Getting started with JuiceFS using TiKV database

JuiceFS
8 min readAug 19, 2021

--

As a cloud-native distributed storage system, JuiceFS was designed into a plug-in structure at the beginning of its birth to ensure that new technologies can be continuously integrated into the JuiceFS ecosystem. Users can flexibly choose the two core components of data storage engine and metadata engine according to their needs.

The data storage engine of JuiceFS is mainly object storage, and supports almost all public and private cloud object storage services. It also supports KV storage, WebDAV, and local disks. The metadata engine supports databases such as Redis, MySQL, PostgreSQL, and SQLite.

The newly released JuiceFS v0.16 officially supports TiKV key-value databases, which further meets the requirements for elastic scaling in high-performance, large-scale data storage.

This article will share with you how JuiceFS uses TiKV as a metadata engine.

TiKV

TiKV is a distributed transactional key-value database with high scalability, low latency, and ease of use. It has excellent performance and supports big data processing capabilities of petabytes of trillion rows of data.

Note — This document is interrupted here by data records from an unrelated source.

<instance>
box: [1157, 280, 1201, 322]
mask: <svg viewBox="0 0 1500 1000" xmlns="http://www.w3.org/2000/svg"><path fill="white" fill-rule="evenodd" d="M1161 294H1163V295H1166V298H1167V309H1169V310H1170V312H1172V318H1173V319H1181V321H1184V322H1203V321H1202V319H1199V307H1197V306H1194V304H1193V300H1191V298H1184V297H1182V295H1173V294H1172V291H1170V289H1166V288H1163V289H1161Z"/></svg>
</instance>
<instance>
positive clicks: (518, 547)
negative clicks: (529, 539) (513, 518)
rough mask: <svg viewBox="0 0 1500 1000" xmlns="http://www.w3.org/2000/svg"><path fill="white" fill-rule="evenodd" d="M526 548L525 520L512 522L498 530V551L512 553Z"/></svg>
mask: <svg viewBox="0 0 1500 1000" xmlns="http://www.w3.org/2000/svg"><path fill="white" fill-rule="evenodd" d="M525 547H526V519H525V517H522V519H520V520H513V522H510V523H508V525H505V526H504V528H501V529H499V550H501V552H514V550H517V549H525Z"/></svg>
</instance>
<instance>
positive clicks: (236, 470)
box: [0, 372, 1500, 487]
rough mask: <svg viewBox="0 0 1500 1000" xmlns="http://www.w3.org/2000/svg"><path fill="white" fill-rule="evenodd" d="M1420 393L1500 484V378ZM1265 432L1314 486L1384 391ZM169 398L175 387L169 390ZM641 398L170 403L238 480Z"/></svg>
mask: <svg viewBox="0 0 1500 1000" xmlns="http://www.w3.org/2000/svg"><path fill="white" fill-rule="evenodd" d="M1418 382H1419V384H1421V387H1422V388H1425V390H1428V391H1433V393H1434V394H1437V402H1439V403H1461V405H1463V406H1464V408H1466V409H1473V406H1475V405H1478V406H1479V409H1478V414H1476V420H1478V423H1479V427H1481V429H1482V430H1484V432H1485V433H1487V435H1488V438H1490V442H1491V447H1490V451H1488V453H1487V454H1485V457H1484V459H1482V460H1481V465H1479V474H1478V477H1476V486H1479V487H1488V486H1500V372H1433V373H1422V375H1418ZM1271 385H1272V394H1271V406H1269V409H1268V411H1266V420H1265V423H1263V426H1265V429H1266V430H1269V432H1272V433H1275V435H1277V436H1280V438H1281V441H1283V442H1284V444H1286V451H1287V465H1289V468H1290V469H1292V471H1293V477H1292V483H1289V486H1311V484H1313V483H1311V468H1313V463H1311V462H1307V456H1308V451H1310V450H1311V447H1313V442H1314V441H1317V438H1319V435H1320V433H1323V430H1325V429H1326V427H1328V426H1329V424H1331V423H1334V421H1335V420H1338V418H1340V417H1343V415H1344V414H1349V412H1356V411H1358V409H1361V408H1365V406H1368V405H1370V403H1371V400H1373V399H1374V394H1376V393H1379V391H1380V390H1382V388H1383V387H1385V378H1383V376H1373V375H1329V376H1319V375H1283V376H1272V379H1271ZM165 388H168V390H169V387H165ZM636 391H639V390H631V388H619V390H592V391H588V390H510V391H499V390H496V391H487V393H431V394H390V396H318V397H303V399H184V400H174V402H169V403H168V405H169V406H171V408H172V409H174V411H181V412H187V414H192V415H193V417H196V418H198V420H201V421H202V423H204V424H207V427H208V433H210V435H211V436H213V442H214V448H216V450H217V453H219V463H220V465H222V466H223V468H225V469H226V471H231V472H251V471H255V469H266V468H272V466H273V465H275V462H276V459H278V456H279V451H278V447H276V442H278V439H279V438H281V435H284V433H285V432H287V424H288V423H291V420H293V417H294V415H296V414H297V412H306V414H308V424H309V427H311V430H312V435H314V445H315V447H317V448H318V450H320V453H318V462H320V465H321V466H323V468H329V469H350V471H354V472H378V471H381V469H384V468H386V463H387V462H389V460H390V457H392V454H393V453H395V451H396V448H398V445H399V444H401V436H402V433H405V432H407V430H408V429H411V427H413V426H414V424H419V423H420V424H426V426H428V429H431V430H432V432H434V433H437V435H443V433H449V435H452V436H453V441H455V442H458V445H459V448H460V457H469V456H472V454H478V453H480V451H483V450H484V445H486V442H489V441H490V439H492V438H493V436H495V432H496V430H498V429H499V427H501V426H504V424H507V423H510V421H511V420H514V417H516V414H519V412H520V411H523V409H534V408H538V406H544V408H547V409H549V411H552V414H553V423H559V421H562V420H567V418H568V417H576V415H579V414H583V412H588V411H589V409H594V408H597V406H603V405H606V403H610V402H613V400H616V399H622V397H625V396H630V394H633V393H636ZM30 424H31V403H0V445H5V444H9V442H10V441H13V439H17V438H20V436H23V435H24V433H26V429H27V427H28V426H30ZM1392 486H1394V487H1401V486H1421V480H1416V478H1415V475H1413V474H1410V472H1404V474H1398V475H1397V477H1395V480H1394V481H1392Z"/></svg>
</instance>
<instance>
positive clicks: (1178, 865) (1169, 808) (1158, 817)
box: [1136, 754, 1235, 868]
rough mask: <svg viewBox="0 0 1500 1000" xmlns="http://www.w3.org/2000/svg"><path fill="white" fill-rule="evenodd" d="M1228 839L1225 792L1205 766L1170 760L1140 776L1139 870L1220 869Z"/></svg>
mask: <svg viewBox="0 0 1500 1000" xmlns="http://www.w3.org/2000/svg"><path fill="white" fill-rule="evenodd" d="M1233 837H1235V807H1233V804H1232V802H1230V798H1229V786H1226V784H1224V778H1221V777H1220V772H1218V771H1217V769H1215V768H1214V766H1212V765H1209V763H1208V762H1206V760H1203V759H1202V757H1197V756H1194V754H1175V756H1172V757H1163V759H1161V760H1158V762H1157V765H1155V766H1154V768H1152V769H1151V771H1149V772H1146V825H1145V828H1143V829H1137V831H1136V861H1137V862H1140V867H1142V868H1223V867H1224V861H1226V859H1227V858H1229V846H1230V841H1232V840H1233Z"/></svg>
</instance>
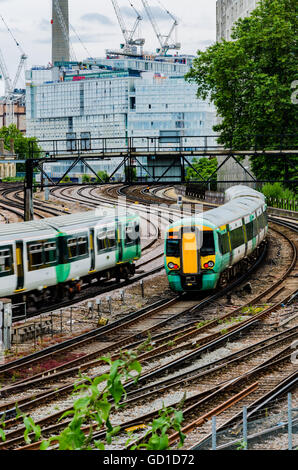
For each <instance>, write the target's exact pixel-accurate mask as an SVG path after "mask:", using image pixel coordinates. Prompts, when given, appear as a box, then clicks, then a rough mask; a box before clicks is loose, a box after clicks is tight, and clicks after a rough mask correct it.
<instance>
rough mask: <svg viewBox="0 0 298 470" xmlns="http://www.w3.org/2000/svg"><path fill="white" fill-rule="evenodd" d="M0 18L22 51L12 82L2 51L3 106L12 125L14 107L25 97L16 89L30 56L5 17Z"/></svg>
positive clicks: (17, 46) (0, 49)
mask: <svg viewBox="0 0 298 470" xmlns="http://www.w3.org/2000/svg"><path fill="white" fill-rule="evenodd" d="M0 17H1V19H2V21H3V23H4V25H5V26H6V28H7V30H8V32H9V34H10V35H11V37H12V38H13V40H14V42H15V43H16V45H17V47H18V49H19V51H20V62H19V65H18V69H17V72H16V75H15V78H14V80H13V82H12V81H11V78H10V76H9V72H8V69H7V67H6V64H5V60H4V57H3V53H2V51H1V49H0V70H1V73H2V76H3V78H4V82H5V96H4V100H3V104H4V105H5V109H6V124H7V125H10V124H12V123H13V122H14V105H15V103H17V102H18V101H20V99H21V98H22V97H23V94H22V95H20V94H19V93H16V92H15V89H16V86H17V83H18V81H19V78H20V75H21V72H22V69H23V68H24V69H26V65H25V64H26V60H27V58H28V56H27V55H26V54H25V52H24V51H23V49H22V47H21V45H20V43H19V42H18V41H17V40H16V38H15V37H14V35H13V33H12V31H11V30H10V28H9V26H8V25H7V24H6V22H5V20H4V18H3V16H2V15H0Z"/></svg>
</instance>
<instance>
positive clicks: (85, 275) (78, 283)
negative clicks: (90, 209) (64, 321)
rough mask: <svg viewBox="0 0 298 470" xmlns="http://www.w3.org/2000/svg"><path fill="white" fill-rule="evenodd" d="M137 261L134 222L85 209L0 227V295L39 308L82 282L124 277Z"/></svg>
mask: <svg viewBox="0 0 298 470" xmlns="http://www.w3.org/2000/svg"><path fill="white" fill-rule="evenodd" d="M140 257H141V239H140V218H139V216H138V215H136V214H129V213H126V212H125V213H122V214H116V213H115V211H107V210H105V211H102V212H100V211H98V210H97V211H90V212H86V213H80V214H73V215H66V216H61V217H54V218H48V219H44V220H42V221H32V222H23V223H17V224H9V225H4V224H3V225H0V297H1V298H3V297H6V298H14V301H24V300H26V301H27V302H28V304H29V305H32V304H35V305H40V304H41V303H43V302H44V301H47V299H51V300H55V299H57V300H61V299H63V298H72V297H73V296H74V295H75V294H76V293H77V292H79V291H80V290H81V287H82V284H83V283H87V284H88V283H89V284H93V283H97V284H99V285H100V284H101V283H102V282H104V281H105V280H109V279H112V278H115V279H117V280H118V281H119V280H121V279H128V278H129V277H131V276H133V275H134V273H135V264H134V262H135V261H136V260H138V259H139V258H140Z"/></svg>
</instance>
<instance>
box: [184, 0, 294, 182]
mask: <svg viewBox="0 0 298 470" xmlns="http://www.w3.org/2000/svg"><path fill="white" fill-rule="evenodd" d="M297 5H298V4H297V1H296V0H261V1H260V2H259V4H258V7H257V8H256V9H255V10H254V11H253V12H252V13H251V16H249V17H247V18H244V19H240V20H238V21H237V23H236V25H235V27H234V28H233V33H232V41H225V40H223V41H222V42H219V43H216V44H214V45H212V46H210V47H209V48H208V49H207V50H206V51H205V52H202V51H198V55H197V57H196V58H195V60H194V62H193V66H192V68H191V70H190V71H189V73H188V74H187V75H186V80H188V81H189V82H195V83H196V84H197V85H198V91H197V96H198V97H199V98H203V99H206V98H210V99H211V100H212V101H213V102H214V104H215V106H216V108H217V114H218V116H219V118H220V122H219V123H218V124H217V125H216V126H214V130H215V132H217V133H219V134H220V139H219V143H221V144H223V145H224V146H225V147H227V148H229V147H232V148H234V149H238V150H246V149H251V148H254V146H255V145H257V146H258V147H262V148H272V149H279V148H280V143H281V141H283V146H284V147H285V146H287V147H288V148H291V147H292V146H293V145H295V144H297V140H296V139H295V138H294V137H293V136H294V135H295V134H296V132H297V108H295V100H293V99H291V98H292V97H293V89H292V88H293V82H295V80H297V78H298V75H297V59H296V53H297V10H298V7H297ZM256 136H257V137H256ZM251 163H252V170H253V172H254V173H255V175H256V176H257V178H258V179H265V180H268V179H270V180H280V179H288V180H290V179H292V178H293V177H294V174H295V170H296V168H295V166H296V167H297V157H295V156H289V157H287V159H285V157H282V158H280V157H268V156H267V157H266V156H253V157H252V158H251Z"/></svg>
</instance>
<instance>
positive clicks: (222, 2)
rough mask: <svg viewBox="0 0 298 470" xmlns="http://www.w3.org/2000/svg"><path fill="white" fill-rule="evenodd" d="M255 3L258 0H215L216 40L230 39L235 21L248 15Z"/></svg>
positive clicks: (253, 8) (256, 1)
mask: <svg viewBox="0 0 298 470" xmlns="http://www.w3.org/2000/svg"><path fill="white" fill-rule="evenodd" d="M257 3H258V0H217V2H216V40H217V41H221V40H223V39H225V40H226V41H230V40H231V33H232V28H233V26H234V24H235V22H236V21H237V20H239V19H240V18H245V17H247V16H249V15H250V13H251V12H252V11H253V10H254V9H255V8H256V6H257Z"/></svg>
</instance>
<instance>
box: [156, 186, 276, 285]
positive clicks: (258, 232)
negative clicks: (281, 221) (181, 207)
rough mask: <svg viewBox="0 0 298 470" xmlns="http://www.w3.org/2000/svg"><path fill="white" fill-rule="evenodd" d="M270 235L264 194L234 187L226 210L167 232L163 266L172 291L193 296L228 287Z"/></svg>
mask: <svg viewBox="0 0 298 470" xmlns="http://www.w3.org/2000/svg"><path fill="white" fill-rule="evenodd" d="M267 231H268V217H267V205H266V203H265V197H264V196H263V194H261V193H259V192H258V191H255V190H253V189H251V188H248V187H246V186H242V185H238V186H233V187H231V188H230V189H228V190H227V191H226V193H225V204H224V205H223V206H220V207H218V208H216V209H212V210H210V211H208V212H204V213H203V214H201V215H196V216H193V217H189V218H184V219H181V220H178V221H176V222H175V223H173V224H172V225H170V226H169V227H168V230H167V233H166V239H165V258H164V262H165V269H166V273H167V276H168V280H169V284H170V287H171V288H172V289H173V290H174V291H175V292H184V291H190V292H194V291H202V290H209V289H215V288H216V287H218V286H219V285H226V284H227V283H228V282H229V281H230V280H231V279H232V278H233V277H235V276H236V275H237V274H239V273H242V272H244V271H245V270H246V269H247V267H248V263H249V258H250V257H251V256H254V253H256V250H257V249H258V247H259V246H260V244H261V243H262V242H263V241H264V240H265V238H266V235H267Z"/></svg>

In terms of design, TiKV supports unlimited horizontal expansion. Provides a distributed transaction interface that meets ACID constraints. Adopt Raft Protocol to ensure data consistency and high availability of multiple copies.

TiKV was developed by PingCAP and is one of the projects incubated by the Cloud Native Foundation (CNCF).

Install TiKV

PingCAP provides TiUP package manager, which can easily install TiKV and other products on Linux or macOS.

1. Install TiUP

$ curl --proto '=https' --tlsv1.2 -sSf https://tiup-mirrors.pingcap.com/install.sh | sh

This command will automatically detect the current system environment, download and install the appropriate version, add the program path of TiUP to the executable path of the terminal.

To make the settings take effect, you can open a new terminal. Or manually execute the command to take effect, for example, use bash:

$ source .bash_profile

Now try to execute the command tiup -v and see the version information similar to the following, which means the installation is successful.

$ tiup -v 
1.5.4 tiup
Go Version: go1.16.6
Git Ref: v1.5.4
GitHash: b629670276269cd1518eb28f362a5180135cc985

2. Deploy TiKV cluster

This article uses the playground component provided by TiUP to install a minimal TiKV cluster for testing purposes in the local environment.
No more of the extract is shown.